A set of hands-on Jupyter notebooks that walk through the main checkllm workflows. Each notebook is fully runnable end-to-end without a real API key — judged metrics are powered by an in-process FakeJudge. A clearly marked cell in every notebook shows how to swap in a real provider (OpenAIJudge, AnthropicJudge, etc.) once you have credentials.

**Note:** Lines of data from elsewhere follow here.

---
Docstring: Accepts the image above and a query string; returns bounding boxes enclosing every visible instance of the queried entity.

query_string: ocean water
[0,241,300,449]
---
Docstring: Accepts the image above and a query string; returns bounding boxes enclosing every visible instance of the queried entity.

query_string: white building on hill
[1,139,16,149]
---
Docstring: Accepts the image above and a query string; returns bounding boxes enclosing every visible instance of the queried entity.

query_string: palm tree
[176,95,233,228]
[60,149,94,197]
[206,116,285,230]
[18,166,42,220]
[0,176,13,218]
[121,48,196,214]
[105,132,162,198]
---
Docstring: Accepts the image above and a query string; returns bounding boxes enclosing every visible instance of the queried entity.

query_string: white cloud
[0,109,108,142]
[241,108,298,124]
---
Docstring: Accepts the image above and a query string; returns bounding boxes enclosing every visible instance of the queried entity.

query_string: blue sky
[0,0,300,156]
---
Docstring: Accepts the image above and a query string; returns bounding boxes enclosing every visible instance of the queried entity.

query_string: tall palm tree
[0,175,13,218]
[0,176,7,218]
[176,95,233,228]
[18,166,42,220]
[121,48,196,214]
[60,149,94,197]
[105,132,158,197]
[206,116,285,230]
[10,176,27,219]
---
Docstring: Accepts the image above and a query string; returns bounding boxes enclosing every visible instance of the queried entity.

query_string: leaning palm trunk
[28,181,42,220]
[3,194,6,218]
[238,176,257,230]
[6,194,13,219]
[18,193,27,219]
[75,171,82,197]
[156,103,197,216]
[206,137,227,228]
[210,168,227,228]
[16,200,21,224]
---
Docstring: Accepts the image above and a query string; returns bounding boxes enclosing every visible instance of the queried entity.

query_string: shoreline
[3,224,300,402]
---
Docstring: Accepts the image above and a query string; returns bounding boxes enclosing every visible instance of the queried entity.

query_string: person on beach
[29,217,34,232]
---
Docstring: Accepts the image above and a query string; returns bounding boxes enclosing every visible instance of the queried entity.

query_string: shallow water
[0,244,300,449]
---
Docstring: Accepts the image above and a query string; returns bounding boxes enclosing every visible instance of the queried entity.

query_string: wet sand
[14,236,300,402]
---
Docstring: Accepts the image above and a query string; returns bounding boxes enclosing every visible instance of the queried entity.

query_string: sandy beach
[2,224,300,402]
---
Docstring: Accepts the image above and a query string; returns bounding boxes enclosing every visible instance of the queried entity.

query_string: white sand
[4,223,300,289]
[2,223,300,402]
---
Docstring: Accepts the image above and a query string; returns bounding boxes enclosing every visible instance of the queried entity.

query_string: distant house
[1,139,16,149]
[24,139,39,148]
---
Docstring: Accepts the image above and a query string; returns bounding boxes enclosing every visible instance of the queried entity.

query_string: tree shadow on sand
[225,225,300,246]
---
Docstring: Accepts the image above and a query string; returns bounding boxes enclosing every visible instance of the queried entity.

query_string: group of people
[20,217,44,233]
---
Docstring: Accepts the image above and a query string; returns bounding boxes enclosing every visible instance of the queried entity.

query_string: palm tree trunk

All notebooks live in docs/notebooks/ with their outputs cleared so reviews stay clean.

Notebooks

# Notebook What you'll learn
01 Quickstart Install checkllm, run your first deterministic check, call a judge offline, interpret results.
02 RAG evaluation Faithfulness, context precision/recall, NDCG, and MRR on a toy retrieval pipeline.
03 Conversational eval Multi-turn chat evaluation with ConversationalTestCase and per-turn scoring.
04 Agent trajectory Tool-use validation, step efficiency, loop detection, and final-answer judging.
05 Red teaming Attack generation, OWASP scorecard, vulnerability rollups.

Running locally

pip install checkllm jupyterlab
jupyter lab docs/notebooks/

Every notebook starts from a stubbed judge so the first run requires no secrets. Once you're comfortable, replace FakeJudge with a real backend from checkllm.judge and re-run.